Se ha objetado el criterio “por el bien del cielo” como motivo legítimo de disputa. Seguramente los hombres han sido motivados a cometer un mal horrible porque creían que estaban actuando “por el bien del cielo”. Uno de los argumentos más fuertes planteados por los librepensadores contra la religión es el hecho de que se ha derramado tanta sangre durante milenios por personas que estaban convencidas de que estaban haciendo la voluntad de Di’s.

Es para contrarrestar tal objeción que los rabinos dieron como ejemplo de una disputa apropiada el majoket entre Hillel y Shamai. Los desacuerdos entre estos dos sabios y sus discípulos a través de las generaciones se caracterizaron por la tolerancia y la amistad. Tanto es así que el Talmud registra más de un incidente cuando Hillel aceptó la forma de pensar de Shammai, y cuando Shammai concedió a Hillel.
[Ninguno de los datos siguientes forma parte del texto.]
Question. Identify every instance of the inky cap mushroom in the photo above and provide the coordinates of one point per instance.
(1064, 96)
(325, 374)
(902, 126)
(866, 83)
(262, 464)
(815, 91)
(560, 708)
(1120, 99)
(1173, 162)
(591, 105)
Las disputas entre Hillel y Shammai perduran hasta el día de hoy. Aunque generalmente fallamos de acuerdo con la opinión de los primeros, atendimos cuidadosamente los argumentos de los segundos. Por mi parte, estoy convencido de que lo hacemos para perpetuar las actitudes de atención y armonía que tanto Hillel como Shammai defendieron y promulgaron.

Los estudiantes de Torá no sólo deben estudiar el contenido de estas antiguas disputas. También deben aprender a recrear la atmósfera que prevaleció entre los litigantes, una atmósfera de civismo y respeto mutuo y una voluntad de ceder en la posición original de uno para lograr la verdad.